Record Apartment Rents Persist In Los Angeles, But Growth Has Stalled
Los Angeles County’s multifamily market is slowing, but renters in the area are still paying record rates for places to live. Preliminary data shows that vacancy rates in the region are creeping up and rents, though technically growing, are doing so at a fraction of a percentage point.
The monthly average rent rose to $2,164 per unit, preliminary data from NAI Capital shows. That figure represents another record high on the surface, but it is also a mere 0.7% increase from the same time last year.
“When you look at the absolute number, it's still a historical high. You can't deny that figure,” NAI Capital Managing Director of Research J.C. Casillas said.
The slowdown is a continuation of trends seen at the end of 2022, when record rents and slowed rent growth, then in the single digits, signaled a slowdown from the breakneck pace seen earlier in the pandemic.
It’s a phenomenon playing out across the country. Asking rents for new leases rose slightly less than 2% in the 12 months ending May 2023, a sharp contrast to the double-digit increases of 2022.
The widespread nature of the rent growth slowdown doesn’t seem to be comforting those in the multifamily business.
“Rents have remained stagnant year over year, concerning investors and landlords in addition to high inflation and interest rates,” a report from NAI Capital reads.
The heightened cost of borrowing, uncertainty about the larger economy and less-than-stellar market perception are clamping down on the pipeline of new construction in LA County, Casillas said.
Stepp Commercial principal Kimberly R. Stepp said investors are exercising caution in the market now.
"Rising vacancy rates and slightly increased overall rents have kept Q2 2023 somewhat stagnant," Stepp wrote in an email to Bisnow. Measure ULA and the steady increases of interest rates "kept the market in a wait-and-see approach."
Preliminary data for Q2 2023 found vacancy rates increased by 20 basis points quarter-over-quarter, hitting 4.4%. That figure represents a 70 basis point increase year-over-year, according to NAI Capital.
New construction had been on the rise in LA County, a “primary driving force” behind an uptick in vacancy in the area. But the number of multifamily housing units under construction this quarter to date has decreased by 6.7% from the previous quarter, with a year-over-year decline of 4.9%.
“You're not going to jump in if you don't think that you're going to be able to make a profit based on the interest rates and where rents are going,” Casillas said.
The number of units sold has dropped by 64.3% compared to Q2 2022, “as investors have retreated due to tight credit conditions and a disparity in prices between sellers and buyers, resulting in a transactional standoff,” the report states.
Higher borrowing costs, inflation and perceptions of weaker growth and greater risks in the market are taking a toll. Preliminary Q2 2023 figures show that every submarket in LA County has seen a decline in the median sale price per unit compared to this time last year, NAI Capital found.
The submarket that NAI Capital uses to cover LA’s Westside saw per-unit prices for apartment buildings fall 35.2% compared to Q2 2022.
The city’s new real estate transfer tax, Measure ULA, might be playing a role in some of those figures but NAI Capital’s data tracks the county of Los Angeles and the new tax applies only to properties in the city of Los Angeles.

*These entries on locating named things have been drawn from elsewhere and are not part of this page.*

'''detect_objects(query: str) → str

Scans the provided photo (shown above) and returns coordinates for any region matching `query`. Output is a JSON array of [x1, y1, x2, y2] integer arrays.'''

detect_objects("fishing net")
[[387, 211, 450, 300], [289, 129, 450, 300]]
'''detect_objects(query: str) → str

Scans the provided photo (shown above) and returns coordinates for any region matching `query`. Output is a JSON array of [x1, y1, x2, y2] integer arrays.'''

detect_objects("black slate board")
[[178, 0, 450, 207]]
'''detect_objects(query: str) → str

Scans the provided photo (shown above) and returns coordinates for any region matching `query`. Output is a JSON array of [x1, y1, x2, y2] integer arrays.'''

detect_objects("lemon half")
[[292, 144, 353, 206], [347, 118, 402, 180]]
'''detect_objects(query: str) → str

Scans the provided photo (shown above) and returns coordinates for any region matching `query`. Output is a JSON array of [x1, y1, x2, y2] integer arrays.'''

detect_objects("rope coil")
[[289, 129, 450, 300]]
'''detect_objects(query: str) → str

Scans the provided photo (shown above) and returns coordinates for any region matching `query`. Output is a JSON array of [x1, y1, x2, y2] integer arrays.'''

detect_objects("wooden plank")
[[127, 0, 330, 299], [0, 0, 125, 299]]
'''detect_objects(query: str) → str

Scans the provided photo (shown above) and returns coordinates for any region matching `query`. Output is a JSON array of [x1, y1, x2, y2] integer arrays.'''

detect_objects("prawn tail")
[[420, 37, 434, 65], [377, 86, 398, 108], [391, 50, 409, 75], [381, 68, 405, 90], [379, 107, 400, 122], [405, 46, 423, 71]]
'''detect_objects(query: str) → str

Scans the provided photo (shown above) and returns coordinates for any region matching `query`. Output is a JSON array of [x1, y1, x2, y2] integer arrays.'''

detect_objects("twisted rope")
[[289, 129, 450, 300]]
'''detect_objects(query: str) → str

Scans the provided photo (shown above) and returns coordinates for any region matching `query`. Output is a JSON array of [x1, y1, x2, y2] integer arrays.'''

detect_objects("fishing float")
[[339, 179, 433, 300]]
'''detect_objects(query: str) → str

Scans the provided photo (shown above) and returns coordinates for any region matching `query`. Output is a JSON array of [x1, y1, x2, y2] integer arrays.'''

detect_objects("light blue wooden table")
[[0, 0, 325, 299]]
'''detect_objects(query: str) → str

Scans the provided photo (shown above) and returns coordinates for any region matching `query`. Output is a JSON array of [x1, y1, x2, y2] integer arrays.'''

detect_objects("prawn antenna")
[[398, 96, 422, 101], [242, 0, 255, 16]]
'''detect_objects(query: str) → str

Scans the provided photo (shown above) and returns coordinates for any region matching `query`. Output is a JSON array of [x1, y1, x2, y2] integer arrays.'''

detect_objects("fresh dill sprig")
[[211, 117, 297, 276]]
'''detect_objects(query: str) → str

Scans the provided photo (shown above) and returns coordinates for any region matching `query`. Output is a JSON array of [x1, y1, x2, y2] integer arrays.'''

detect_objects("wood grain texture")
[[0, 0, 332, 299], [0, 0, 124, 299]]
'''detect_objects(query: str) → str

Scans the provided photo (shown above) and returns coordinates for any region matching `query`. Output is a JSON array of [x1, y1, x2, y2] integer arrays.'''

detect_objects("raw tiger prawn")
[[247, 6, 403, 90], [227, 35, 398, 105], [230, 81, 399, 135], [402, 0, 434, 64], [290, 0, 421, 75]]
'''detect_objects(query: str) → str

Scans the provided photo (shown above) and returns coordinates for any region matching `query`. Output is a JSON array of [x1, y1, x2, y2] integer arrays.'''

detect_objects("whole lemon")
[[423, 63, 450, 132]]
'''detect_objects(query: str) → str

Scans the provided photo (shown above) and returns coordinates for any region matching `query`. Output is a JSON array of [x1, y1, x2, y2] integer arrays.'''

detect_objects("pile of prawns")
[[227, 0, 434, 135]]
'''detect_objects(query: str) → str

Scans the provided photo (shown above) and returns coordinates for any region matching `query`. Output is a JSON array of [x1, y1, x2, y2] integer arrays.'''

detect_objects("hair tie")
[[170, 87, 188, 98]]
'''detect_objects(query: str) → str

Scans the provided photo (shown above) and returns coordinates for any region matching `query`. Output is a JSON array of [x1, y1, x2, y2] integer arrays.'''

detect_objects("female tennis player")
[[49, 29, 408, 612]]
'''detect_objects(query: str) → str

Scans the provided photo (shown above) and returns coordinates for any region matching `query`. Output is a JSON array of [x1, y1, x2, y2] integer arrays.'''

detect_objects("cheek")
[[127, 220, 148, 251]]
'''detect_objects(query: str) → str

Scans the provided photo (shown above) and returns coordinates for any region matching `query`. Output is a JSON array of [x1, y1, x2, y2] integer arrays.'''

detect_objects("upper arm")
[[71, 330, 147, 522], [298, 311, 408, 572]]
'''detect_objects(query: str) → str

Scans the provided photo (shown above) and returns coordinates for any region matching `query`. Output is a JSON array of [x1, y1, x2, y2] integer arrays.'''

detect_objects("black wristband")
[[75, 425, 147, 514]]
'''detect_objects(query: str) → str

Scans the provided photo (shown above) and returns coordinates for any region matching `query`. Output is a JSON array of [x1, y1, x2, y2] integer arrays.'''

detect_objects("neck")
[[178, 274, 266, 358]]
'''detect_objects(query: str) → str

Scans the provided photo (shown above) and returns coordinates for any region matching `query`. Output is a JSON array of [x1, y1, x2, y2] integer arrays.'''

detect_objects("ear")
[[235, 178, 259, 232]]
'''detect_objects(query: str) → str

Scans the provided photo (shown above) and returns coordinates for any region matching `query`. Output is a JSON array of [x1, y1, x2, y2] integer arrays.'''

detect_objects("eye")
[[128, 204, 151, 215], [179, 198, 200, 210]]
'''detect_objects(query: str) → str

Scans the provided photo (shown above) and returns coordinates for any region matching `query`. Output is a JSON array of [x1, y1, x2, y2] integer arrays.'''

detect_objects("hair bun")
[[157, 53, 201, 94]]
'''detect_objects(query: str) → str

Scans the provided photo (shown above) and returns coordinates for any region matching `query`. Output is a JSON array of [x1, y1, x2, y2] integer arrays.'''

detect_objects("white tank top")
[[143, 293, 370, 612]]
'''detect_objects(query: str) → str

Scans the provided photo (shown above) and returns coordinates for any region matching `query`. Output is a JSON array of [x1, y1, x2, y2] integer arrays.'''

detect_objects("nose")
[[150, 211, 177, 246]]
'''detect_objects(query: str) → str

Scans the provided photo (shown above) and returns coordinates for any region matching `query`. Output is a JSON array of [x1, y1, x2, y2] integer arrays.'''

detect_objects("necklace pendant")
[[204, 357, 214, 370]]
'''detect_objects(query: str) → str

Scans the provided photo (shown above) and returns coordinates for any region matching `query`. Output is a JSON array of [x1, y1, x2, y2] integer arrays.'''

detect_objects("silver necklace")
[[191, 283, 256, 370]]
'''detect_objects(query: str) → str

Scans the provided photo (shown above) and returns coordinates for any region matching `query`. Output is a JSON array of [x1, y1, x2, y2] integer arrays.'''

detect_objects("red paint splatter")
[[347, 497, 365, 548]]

Despite the droop in prices, in individual transactions, "well-located properties have maintained their value levels overall," Stepp said. "Buyers and sellers are bridging their divide, in terms of their own valuations but with that said, there seems to be a shift bubbling to the surface. I feel that deal flow will begin to ramp up in Q3, as the market seems to be finally settling and the volatility or stagnation will subside."